The 1943 Reichsfettkarte
below generally bears out the lower late war figures, with a ration of 200g of margarine per four-week period, or 2.6kg per year. 500g of butter was available per four-week ration period, with an additional 500g possible with the Bestellschein
, for a total of 6.5 – 13kg per year. (Interestingly, the back of the card has recipes for making soup and porridge from millet—using one form of ersatz to advertise another?)
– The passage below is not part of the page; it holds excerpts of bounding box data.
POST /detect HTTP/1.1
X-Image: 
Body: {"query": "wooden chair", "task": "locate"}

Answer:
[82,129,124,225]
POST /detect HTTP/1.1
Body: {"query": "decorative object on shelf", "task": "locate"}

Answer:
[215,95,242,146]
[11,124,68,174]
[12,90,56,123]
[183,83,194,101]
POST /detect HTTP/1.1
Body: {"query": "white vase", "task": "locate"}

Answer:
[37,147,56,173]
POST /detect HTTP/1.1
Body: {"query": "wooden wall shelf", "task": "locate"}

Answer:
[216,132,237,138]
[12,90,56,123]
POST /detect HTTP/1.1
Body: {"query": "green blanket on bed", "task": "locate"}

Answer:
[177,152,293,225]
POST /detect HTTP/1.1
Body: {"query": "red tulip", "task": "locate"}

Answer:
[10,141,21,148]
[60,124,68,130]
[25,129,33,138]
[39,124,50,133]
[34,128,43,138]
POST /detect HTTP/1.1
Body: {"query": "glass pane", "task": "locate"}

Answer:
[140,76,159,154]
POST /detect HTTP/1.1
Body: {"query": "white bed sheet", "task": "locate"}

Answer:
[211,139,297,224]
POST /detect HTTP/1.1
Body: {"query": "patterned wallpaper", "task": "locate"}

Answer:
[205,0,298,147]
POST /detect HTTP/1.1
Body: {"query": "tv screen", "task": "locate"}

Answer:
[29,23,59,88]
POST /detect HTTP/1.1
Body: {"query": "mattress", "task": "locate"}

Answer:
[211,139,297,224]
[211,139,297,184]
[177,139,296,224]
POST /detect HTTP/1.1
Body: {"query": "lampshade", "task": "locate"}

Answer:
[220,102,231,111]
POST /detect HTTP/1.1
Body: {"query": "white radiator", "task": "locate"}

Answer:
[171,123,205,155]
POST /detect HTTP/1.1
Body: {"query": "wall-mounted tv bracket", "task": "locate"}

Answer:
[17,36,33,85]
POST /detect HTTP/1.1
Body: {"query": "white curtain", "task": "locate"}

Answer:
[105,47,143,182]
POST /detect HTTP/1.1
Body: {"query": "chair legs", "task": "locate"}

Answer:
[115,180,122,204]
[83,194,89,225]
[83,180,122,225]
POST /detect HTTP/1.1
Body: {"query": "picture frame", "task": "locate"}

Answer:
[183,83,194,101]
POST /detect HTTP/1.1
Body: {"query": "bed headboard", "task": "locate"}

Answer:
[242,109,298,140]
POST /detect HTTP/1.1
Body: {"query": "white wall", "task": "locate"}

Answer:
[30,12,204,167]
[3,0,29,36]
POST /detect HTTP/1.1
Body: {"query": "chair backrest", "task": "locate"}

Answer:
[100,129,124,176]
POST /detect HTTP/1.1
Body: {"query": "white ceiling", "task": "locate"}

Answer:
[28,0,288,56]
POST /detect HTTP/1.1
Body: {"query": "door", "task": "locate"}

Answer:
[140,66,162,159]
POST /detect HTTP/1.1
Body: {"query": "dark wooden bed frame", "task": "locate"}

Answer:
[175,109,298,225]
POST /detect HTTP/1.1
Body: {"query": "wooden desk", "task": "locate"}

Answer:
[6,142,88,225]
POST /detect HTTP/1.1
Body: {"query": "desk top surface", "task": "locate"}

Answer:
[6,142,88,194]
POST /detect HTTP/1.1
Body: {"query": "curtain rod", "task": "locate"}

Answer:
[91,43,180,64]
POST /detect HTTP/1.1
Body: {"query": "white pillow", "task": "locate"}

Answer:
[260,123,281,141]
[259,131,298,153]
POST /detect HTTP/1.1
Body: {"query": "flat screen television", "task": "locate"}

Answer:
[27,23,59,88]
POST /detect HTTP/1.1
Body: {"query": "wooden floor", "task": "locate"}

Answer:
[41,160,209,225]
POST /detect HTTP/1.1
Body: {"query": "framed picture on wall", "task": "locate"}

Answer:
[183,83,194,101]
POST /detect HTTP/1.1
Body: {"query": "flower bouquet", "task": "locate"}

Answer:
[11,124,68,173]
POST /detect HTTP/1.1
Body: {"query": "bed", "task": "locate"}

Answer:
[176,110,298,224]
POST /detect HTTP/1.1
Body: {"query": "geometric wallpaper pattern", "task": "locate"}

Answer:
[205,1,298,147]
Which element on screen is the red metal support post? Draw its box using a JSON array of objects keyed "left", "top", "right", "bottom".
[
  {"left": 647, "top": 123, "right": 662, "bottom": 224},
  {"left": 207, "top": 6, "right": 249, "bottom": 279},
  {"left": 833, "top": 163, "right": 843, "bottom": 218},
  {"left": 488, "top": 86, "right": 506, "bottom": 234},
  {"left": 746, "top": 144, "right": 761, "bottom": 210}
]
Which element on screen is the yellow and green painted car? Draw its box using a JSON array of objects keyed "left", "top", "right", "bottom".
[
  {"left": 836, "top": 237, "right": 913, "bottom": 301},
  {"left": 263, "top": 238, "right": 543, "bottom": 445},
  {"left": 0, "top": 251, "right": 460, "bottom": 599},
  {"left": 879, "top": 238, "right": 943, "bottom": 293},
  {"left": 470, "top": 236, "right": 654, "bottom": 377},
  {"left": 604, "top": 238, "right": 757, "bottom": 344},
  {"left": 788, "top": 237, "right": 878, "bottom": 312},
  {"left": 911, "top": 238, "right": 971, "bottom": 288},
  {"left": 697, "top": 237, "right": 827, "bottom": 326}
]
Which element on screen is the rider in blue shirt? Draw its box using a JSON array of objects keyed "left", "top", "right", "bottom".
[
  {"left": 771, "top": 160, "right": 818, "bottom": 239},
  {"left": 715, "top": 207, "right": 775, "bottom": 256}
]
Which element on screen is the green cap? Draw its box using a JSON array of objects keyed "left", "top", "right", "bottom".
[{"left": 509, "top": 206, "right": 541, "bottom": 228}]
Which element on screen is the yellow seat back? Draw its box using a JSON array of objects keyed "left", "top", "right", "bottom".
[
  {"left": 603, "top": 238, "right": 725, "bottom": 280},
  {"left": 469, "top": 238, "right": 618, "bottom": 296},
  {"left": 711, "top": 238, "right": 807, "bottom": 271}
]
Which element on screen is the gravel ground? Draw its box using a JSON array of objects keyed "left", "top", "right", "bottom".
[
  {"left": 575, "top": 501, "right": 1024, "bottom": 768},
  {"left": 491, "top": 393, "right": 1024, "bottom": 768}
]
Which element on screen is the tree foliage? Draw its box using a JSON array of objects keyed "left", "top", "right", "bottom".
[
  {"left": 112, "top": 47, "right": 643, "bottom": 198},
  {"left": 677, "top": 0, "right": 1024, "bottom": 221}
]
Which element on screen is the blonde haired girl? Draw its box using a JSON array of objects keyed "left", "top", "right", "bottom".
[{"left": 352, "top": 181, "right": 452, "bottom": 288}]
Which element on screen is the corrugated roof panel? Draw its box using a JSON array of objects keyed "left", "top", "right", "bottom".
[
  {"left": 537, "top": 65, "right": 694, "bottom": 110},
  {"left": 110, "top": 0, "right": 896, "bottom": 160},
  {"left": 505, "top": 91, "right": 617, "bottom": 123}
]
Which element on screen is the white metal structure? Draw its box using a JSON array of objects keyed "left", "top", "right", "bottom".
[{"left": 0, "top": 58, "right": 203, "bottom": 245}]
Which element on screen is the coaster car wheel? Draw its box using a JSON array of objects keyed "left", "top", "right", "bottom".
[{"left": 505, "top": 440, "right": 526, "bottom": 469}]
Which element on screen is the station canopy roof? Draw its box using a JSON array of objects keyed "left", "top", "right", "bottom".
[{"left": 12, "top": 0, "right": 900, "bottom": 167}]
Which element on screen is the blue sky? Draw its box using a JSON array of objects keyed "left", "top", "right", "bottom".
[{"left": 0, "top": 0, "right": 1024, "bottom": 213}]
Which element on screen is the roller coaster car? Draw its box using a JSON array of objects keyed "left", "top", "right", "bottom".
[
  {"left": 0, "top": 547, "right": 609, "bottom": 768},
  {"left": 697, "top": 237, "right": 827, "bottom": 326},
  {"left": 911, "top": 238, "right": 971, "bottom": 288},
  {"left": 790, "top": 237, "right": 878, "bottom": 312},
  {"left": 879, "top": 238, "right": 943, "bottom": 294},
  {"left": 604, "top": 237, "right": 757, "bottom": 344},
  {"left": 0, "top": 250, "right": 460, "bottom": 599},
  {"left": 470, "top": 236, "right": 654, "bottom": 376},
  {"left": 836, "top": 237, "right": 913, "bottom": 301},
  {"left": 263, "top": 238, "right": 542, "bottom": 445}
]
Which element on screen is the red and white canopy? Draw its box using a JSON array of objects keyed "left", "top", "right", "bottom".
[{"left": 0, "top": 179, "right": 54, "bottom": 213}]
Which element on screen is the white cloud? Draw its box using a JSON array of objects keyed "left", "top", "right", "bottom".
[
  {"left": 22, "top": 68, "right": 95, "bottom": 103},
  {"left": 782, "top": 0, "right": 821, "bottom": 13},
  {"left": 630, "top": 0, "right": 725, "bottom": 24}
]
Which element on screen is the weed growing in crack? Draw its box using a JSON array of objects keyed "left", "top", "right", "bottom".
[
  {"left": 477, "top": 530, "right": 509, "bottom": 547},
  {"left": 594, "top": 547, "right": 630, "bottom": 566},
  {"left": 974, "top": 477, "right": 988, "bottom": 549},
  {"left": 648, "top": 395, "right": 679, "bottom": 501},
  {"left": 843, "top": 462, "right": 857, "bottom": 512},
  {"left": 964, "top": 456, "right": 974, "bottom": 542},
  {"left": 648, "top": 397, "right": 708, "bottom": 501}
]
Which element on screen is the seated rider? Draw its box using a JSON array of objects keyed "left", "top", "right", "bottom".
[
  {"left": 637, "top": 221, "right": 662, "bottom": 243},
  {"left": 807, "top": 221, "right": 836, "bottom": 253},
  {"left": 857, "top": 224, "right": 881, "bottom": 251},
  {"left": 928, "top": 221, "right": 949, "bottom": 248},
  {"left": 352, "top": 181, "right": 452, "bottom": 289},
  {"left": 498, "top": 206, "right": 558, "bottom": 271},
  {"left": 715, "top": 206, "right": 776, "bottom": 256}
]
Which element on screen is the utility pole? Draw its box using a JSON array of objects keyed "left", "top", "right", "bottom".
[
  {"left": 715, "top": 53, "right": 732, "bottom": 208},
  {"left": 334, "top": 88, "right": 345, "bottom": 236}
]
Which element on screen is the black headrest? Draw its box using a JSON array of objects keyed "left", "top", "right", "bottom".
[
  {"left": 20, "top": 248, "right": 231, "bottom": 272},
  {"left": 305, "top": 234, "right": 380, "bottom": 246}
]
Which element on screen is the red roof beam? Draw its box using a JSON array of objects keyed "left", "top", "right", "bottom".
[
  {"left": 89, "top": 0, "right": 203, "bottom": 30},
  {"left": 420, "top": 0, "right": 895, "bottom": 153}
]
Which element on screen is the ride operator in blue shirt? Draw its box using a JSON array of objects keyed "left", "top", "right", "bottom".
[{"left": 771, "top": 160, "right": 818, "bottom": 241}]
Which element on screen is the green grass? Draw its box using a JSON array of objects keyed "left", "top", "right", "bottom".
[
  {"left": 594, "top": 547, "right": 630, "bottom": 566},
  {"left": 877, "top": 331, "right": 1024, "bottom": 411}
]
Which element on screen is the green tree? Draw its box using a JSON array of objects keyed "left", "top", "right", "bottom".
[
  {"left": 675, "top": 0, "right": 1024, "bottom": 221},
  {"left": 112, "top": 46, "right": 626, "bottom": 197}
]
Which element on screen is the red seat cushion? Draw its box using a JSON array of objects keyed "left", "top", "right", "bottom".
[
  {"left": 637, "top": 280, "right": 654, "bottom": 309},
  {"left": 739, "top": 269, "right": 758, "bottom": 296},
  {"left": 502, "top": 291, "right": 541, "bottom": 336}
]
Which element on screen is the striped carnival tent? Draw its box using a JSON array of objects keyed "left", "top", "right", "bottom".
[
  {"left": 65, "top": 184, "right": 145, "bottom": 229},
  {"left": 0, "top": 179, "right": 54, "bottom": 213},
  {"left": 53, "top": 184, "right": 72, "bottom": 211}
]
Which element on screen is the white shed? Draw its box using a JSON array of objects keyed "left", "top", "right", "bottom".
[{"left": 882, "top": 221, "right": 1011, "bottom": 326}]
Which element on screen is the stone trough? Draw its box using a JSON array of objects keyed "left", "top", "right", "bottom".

Added to the reductions in the quantities of most fats available under the rationing system, both nutritional value and taste were undercut with the increasing adulteration of fats with lower quality vegetable products and chemicals. Howard K. Smith, who worked in Berlin for the Columbia Broadcasting System during the last half of 1941, after speaking of the decline in the quantity and quality of meat, comments on fats in his book Last Train from Berlin
It is not as easy to measure other foodstuffs. The quality of fats, for instance, is so elastic that its nutritive value can be reduced by dilution to a great extent before the change becomes perceptible—a device which the food ministry took full advantage of regarding cooking fats, lard, and oil. In the long run this can only be noticed by its bad effect on the health and strength of the people, which eventually made itself visible. But the fact that dilution was occurring became obvious before this effect set in, for the eastern front drained away already scare fats so quickly that swift and large reductions had to be made within a very short period, and the stage of perceptibility was entered early after the beginning of the campaign. I experienced it twice and had to abandon the relatively good meals of the Press Club on its own doorstep a few minutes after I had eaten them. After the second occasion, I began having my meals in my apartment most of the time, eating meat imported from Switzerland and butter from Denmark. On one occasion a German friend who ate this food at my table grew nauseated and ill because, she said, the fat was too rich and plentiful for her constitution after having survived on German fats for two years. The fact is, that the only decent fats in Germany are shipped off to the east for the troops. What civilian food is prepared with is a weak Ersatz, which is made by filtering restaurant rubbish in a special contrivance all restaurants have been forced to install in their kitchens. It is given some sort of flavour by the addition of chemicals.